All users of micro-computers at one time or another have experienced unexplained program failures that occur at seemingly random intervals and then disappear, only to reappear at a later date. These program failures or "glitches" defy explanation as to their cause. Upon RESET, the program performs properly, memory checks out, and power supply voltages appear normal. In short, the program has failed for no obvious reason. Additionally, while going through a program at the terminal, entering data or processing some report, or working on a new program development, the screen may go blank suddenly, with the subsequent loss of all data and programs resident in volatile memory. The problems of the above two situations are similar, with the main difference being the duration and amount of voltage disturbance. In the first situation, a voltage disturbance of very short duration, with rapid recovery to its normal range, has probably occurred. These line disturbances may vary from micro-seconds to milli-seconds which, in any case, are so brief as to be indiscernible to the computer operator. These short-duration voltage disturbances may be due to voltage transients created by power line switching equipment or nearby high frequency "noise" generating equipment such as the motors of small appliances or hand tools, arc-producing equipment such as fluorescent lights, or switching-type computer DC power supplies. In the second situation, the primary power failure of longer duration has occurred due to an electrical storm, downed distribution line, or power equipment malfunction.
Digital computers contain information storage devices called random access memories (RAMs) which retain or store computer programs and data being currently processed in the computer.
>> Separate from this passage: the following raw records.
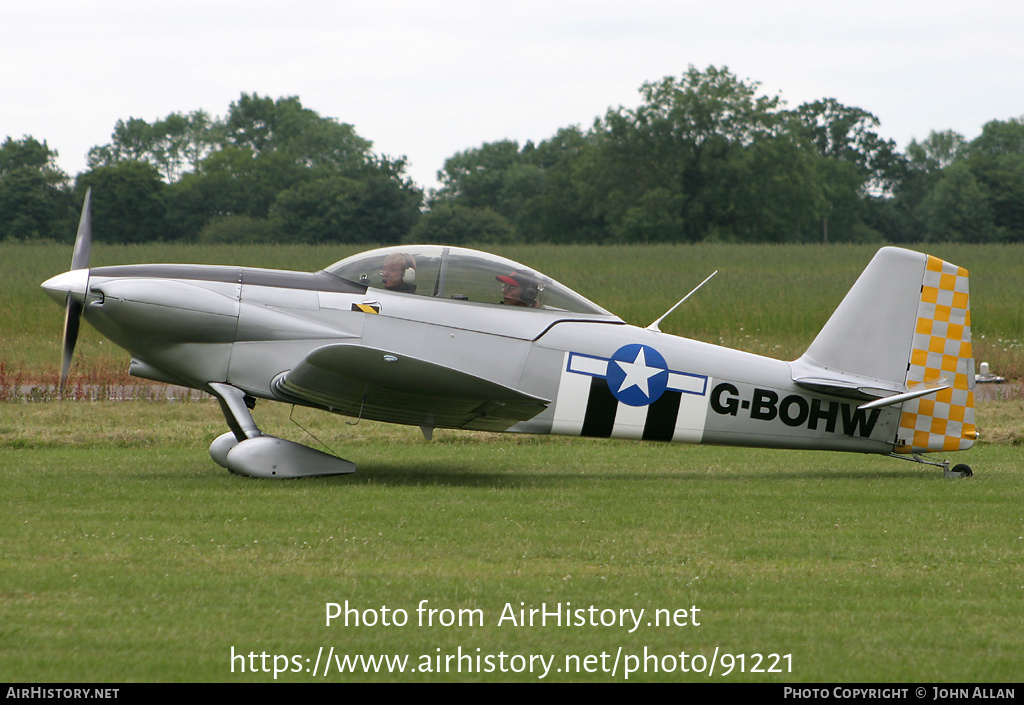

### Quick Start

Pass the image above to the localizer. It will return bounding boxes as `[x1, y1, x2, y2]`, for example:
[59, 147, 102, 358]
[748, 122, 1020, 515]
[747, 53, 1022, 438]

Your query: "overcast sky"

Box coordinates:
[0, 0, 1024, 186]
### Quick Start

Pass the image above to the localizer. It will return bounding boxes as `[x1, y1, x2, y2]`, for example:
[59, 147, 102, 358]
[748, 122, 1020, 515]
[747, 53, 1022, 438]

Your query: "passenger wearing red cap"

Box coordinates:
[495, 272, 541, 308]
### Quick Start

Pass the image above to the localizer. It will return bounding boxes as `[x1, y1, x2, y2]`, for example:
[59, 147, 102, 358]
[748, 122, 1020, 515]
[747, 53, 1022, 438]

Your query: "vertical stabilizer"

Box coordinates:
[791, 247, 978, 453]
[894, 256, 978, 453]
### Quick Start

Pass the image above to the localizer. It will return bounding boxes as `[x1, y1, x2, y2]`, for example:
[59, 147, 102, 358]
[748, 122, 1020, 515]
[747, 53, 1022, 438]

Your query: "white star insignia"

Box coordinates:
[614, 347, 665, 397]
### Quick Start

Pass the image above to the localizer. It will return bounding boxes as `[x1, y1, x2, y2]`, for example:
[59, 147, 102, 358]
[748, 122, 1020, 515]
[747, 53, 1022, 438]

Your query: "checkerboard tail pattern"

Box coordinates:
[894, 256, 978, 453]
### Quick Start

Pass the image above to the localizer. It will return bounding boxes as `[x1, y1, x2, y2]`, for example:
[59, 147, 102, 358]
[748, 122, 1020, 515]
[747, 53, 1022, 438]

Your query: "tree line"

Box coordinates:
[0, 67, 1024, 244]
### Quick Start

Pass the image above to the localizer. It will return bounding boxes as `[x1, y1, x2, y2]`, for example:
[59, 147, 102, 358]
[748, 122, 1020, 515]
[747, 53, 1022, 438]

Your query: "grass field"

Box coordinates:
[0, 400, 1024, 682]
[0, 245, 1024, 682]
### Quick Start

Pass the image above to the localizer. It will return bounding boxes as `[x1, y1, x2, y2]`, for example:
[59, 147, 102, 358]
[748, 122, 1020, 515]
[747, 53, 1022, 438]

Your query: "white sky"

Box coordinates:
[0, 0, 1024, 186]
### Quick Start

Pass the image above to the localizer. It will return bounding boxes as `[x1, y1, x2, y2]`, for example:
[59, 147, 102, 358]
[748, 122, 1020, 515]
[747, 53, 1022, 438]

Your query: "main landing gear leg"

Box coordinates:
[889, 453, 974, 478]
[203, 382, 355, 479]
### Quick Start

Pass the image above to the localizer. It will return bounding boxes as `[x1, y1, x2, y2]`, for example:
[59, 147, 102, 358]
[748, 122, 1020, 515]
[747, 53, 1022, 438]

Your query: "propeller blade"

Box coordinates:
[71, 186, 92, 269]
[60, 188, 92, 391]
[60, 294, 83, 389]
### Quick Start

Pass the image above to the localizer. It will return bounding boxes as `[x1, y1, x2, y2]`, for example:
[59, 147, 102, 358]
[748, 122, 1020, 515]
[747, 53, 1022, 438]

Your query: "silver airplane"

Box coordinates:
[42, 189, 978, 478]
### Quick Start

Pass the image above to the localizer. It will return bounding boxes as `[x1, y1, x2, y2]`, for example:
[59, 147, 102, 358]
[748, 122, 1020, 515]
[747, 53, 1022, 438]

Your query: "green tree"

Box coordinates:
[0, 136, 72, 240]
[920, 161, 998, 243]
[270, 176, 422, 244]
[406, 202, 516, 245]
[87, 111, 223, 183]
[77, 161, 166, 243]
[967, 118, 1024, 242]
The RAM is capable of storing or retaining data in the form of binary numbers (1's or 0's) only as long as the applied voltage is present to the device within prescribed limits. If the line voltage fails due to a power system fault such as a lightning strike or a downed distribution line, or if the voltage moves above or below design limits due to power system "brown-outs", radio frequency interference, or electromagnetic interference, the information stored in these RAM devices may be partially or completely altered or lost. Even the best of equipment designs cannot ensure program integrity when components become marginal due to parameter drifts and aging. The alteration of only one bit or one cell of a memory chip may ruin a program. Maintaining the input voltage to the equipment within the designed limits helps to alleviate these voltage-induced failures.
Large computer installations have been equipped with standby, uninterruptable power sources that substitute for primary line power in the event of failure. These have generally been in the form of a diesel generator with complex associated voltage sensing and switching equipment. The expense of this equipment precludes its use for mini- and micro-computers such as desk-top computers for the home or office.
Regarding the cross-referenced prior art listed above, the following remarks are in order: U.S. Pat. No. 3,999,078 describes a means for controlling a standby power supply (battery/inverter) to make it more energy efficient. The inverter is switched "in" only on collapse of the network supply voltage, and a voltage regulator is required. U.S. Pat. No. 3,614,461 discloses the use of a synchronizer and back-up power source; frequency synchronization is based upon a phase related error signal. U.S. Pat. No. 3,683,198 discloses a standby power system in which standby power is turned on only upon demand from the load and when there is a main supply line voltage drop-out. U.S. Pat. No. 3,229,111 discloses an AC power system having alternate sources of supply which switches to standby power upon the occurrence of a voltage drop-out or reduced voltage, but not upon the occurrence of an overvoltage. U.S. Pat. No. 3,974,660 discloses a standby power supply system which is too slow for protection of semi-conductor memories.
Accordingly, it is an object of the present invention to provide a portable memory protection system for desk-top, home, or office computers which is both affordable and reliable and which will indicate to the user of equipment when a power problem has occurred and will allow the operator to transfer data from volatile to non-volatile memory in time to prevent loss of the data.
It is another object of the invention to provide a memory protection system which may be easily connected between the primary power source and the equipment by an untrained user.
It is an additional object of the invention to provide a memory protection system which may be interlocked to the user equipment such that the transfer of data between volatile and non-volatile memory may take place automatically, according to an executive interrupt program scan whereby no loss of data will occur.
It is a further object of this invention to provide a method and apparatus for preventing loss of data from volatile memory due to voltage surges, drop-outs, undetectable high frequency voltage disturbances, and failure of marginal components because of power problems.
It is still another object of this invention to provide a method and apparatus for preventing loss of data from volatile memory which requires no voltage regulator or line synchronizer while, in effect, providing a regulated and dedicated line.